22
The FBI has a good figure, blue eyes, light blond hair, peaches-and-cream complexion, the pleasant odor of honest soap. No Parisian perfume for her. She tells me her name is Kimberley Jones. I think she’s about twenty-eight and a worrier. She is a little gaunt. I suspect overexercise.
I am in a hospital such as I have never seen: a private room like a room in a five-star hotel, with a window which looks out on palms and banana plants, orchids and bougainvillea, hibiscus and the infinitely enticing whish-whish of an automatic irrigation system. When I last regained consciousness the FBI was already here. She said: “You lost a lot of blood, pilgrim, we only just got to you in time.” She could almost be a nurse, the way she takes my pulse from time to time and plumps the bed.
When I reemerged the second time from the depths of delicious oblivion, where I’m sure I encountered my brother Pichai, the seat by my bed was occupied not by the FBI but by a more military figure.
“All this for a scratch? The Buddha must really love you.”
“How do I look?” I had been afraid to ask this question of a foreign woman.
“Without the nose? On you, an improvement.” To my startled glance, the Colonel added: “Joking, joking.” He leaned forward conspiratorially. “But just tell me this, it won’t go any further I promise: Why did you have to kill the old lady? Was she coming on to you?”
I lay back on my pillow and returned to oblivion, just so I could tell Pichai about that one.
It seems that my mother met the Colonel in the corridor today. There’s a gleam in her eye as she draws up her chair.

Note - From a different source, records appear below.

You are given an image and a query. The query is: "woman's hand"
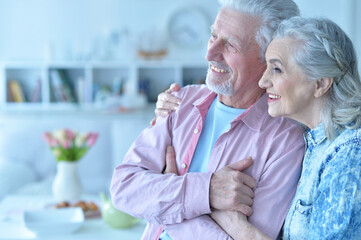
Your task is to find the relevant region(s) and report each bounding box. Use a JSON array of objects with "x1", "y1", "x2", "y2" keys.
[{"x1": 150, "y1": 83, "x2": 181, "y2": 126}]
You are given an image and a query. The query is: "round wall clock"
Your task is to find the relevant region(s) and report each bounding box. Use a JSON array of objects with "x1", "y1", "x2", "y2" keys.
[{"x1": 168, "y1": 7, "x2": 210, "y2": 48}]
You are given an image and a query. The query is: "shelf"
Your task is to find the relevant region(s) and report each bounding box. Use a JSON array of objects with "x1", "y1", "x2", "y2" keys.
[{"x1": 0, "y1": 60, "x2": 208, "y2": 111}]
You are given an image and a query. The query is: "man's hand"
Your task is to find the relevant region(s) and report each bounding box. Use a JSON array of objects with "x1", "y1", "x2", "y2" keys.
[
  {"x1": 209, "y1": 157, "x2": 256, "y2": 216},
  {"x1": 210, "y1": 210, "x2": 246, "y2": 239},
  {"x1": 150, "y1": 83, "x2": 181, "y2": 126},
  {"x1": 163, "y1": 146, "x2": 178, "y2": 175}
]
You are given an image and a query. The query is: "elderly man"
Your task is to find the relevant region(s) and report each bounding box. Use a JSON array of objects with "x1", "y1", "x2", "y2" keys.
[{"x1": 111, "y1": 0, "x2": 304, "y2": 239}]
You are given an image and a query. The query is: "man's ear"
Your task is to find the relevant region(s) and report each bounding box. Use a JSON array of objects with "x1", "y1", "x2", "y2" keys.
[{"x1": 314, "y1": 78, "x2": 333, "y2": 98}]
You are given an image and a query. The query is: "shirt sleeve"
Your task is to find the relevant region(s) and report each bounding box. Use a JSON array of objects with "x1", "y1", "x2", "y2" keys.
[
  {"x1": 110, "y1": 113, "x2": 212, "y2": 225},
  {"x1": 248, "y1": 127, "x2": 304, "y2": 239},
  {"x1": 164, "y1": 215, "x2": 232, "y2": 240},
  {"x1": 308, "y1": 143, "x2": 361, "y2": 240}
]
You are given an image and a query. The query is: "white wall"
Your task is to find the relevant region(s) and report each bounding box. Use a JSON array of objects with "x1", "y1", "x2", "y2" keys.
[
  {"x1": 0, "y1": 0, "x2": 218, "y2": 60},
  {"x1": 0, "y1": 0, "x2": 361, "y2": 67}
]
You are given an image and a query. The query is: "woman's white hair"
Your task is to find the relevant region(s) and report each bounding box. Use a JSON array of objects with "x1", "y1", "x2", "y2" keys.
[
  {"x1": 219, "y1": 0, "x2": 300, "y2": 61},
  {"x1": 273, "y1": 17, "x2": 361, "y2": 139}
]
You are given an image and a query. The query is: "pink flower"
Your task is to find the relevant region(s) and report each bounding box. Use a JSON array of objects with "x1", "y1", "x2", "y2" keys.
[
  {"x1": 65, "y1": 129, "x2": 75, "y2": 141},
  {"x1": 87, "y1": 133, "x2": 98, "y2": 147},
  {"x1": 63, "y1": 140, "x2": 71, "y2": 149}
]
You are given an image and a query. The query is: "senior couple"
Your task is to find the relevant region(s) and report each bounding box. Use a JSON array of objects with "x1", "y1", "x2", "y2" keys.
[{"x1": 111, "y1": 0, "x2": 361, "y2": 240}]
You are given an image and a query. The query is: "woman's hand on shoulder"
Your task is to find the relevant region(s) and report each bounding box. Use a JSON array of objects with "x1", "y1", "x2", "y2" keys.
[{"x1": 150, "y1": 83, "x2": 181, "y2": 126}]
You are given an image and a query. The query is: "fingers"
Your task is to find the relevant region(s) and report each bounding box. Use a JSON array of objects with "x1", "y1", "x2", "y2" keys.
[
  {"x1": 163, "y1": 146, "x2": 178, "y2": 175},
  {"x1": 156, "y1": 100, "x2": 179, "y2": 111},
  {"x1": 158, "y1": 89, "x2": 181, "y2": 105},
  {"x1": 209, "y1": 159, "x2": 256, "y2": 212},
  {"x1": 169, "y1": 83, "x2": 180, "y2": 92},
  {"x1": 149, "y1": 117, "x2": 157, "y2": 127},
  {"x1": 228, "y1": 157, "x2": 257, "y2": 188},
  {"x1": 154, "y1": 108, "x2": 170, "y2": 117},
  {"x1": 154, "y1": 83, "x2": 181, "y2": 117},
  {"x1": 229, "y1": 157, "x2": 253, "y2": 171},
  {"x1": 238, "y1": 205, "x2": 253, "y2": 217}
]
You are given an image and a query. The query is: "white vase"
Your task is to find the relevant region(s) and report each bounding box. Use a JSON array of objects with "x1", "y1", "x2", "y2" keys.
[{"x1": 52, "y1": 161, "x2": 82, "y2": 201}]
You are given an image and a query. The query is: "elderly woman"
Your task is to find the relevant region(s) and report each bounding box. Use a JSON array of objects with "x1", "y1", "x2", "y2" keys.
[{"x1": 156, "y1": 17, "x2": 361, "y2": 239}]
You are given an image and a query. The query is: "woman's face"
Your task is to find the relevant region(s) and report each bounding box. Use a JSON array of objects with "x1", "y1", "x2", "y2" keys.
[{"x1": 259, "y1": 38, "x2": 316, "y2": 124}]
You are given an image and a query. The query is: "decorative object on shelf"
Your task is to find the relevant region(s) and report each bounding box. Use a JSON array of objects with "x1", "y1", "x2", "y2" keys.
[
  {"x1": 100, "y1": 193, "x2": 139, "y2": 228},
  {"x1": 168, "y1": 6, "x2": 210, "y2": 49},
  {"x1": 137, "y1": 29, "x2": 168, "y2": 60},
  {"x1": 43, "y1": 129, "x2": 98, "y2": 201}
]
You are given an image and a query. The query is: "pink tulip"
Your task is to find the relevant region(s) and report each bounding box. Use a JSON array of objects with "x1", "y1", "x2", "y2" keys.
[
  {"x1": 63, "y1": 140, "x2": 70, "y2": 149},
  {"x1": 87, "y1": 133, "x2": 98, "y2": 147},
  {"x1": 65, "y1": 129, "x2": 75, "y2": 141}
]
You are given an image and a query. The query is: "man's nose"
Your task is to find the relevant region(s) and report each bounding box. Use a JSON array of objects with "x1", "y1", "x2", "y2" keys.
[{"x1": 206, "y1": 39, "x2": 224, "y2": 61}]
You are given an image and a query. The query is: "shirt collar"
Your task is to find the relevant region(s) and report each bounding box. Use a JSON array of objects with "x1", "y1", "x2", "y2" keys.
[
  {"x1": 306, "y1": 123, "x2": 326, "y2": 145},
  {"x1": 193, "y1": 91, "x2": 268, "y2": 131}
]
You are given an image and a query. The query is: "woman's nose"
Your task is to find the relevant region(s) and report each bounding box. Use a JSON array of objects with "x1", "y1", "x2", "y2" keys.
[{"x1": 258, "y1": 69, "x2": 272, "y2": 89}]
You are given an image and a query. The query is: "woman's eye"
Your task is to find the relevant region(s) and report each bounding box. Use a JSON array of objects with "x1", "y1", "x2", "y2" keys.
[{"x1": 272, "y1": 67, "x2": 282, "y2": 73}]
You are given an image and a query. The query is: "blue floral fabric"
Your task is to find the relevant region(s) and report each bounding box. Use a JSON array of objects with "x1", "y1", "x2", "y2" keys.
[{"x1": 283, "y1": 124, "x2": 361, "y2": 240}]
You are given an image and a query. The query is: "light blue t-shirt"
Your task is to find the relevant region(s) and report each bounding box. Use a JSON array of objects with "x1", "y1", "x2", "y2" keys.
[{"x1": 160, "y1": 96, "x2": 245, "y2": 240}]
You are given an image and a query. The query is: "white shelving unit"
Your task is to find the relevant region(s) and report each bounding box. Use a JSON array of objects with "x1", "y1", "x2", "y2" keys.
[{"x1": 0, "y1": 60, "x2": 208, "y2": 110}]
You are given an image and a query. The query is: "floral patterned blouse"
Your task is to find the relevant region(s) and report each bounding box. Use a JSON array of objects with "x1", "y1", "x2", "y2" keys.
[{"x1": 283, "y1": 124, "x2": 361, "y2": 240}]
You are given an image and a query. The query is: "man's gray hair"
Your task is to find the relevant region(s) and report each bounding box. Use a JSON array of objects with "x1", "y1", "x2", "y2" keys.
[
  {"x1": 219, "y1": 0, "x2": 300, "y2": 61},
  {"x1": 273, "y1": 17, "x2": 361, "y2": 139}
]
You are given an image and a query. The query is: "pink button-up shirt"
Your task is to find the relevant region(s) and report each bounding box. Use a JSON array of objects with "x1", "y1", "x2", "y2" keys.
[{"x1": 111, "y1": 85, "x2": 304, "y2": 240}]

“He’s very charming, isn’t he? I think he must be very rich.”
“No, Mother.”
“He asked me out on his yacht. Is it true it’s one of those huge things with a captain and crew, swimming platform, all that?”
“No, please, don’t.”
“Oh, I don’t care for myself, but it would be good for you. You deserve promotion more than any cop on the force, and you’ll never get it without developing connections. He even hinted—”
“If I was offered promotion that way, I would refuse it.”
She sighs and pats my hand. “Well, you can’t say I don’t try. You’re such a moral boy, I don’t know where you get it from.”
“Of course you know who I get it from, obviously not from you. I don’t know who I get it from because you won’t tell me.”
Nervous laughter as she reaches for her Marlboro. “I will, darling, one day, I just need a little time, that’s all.”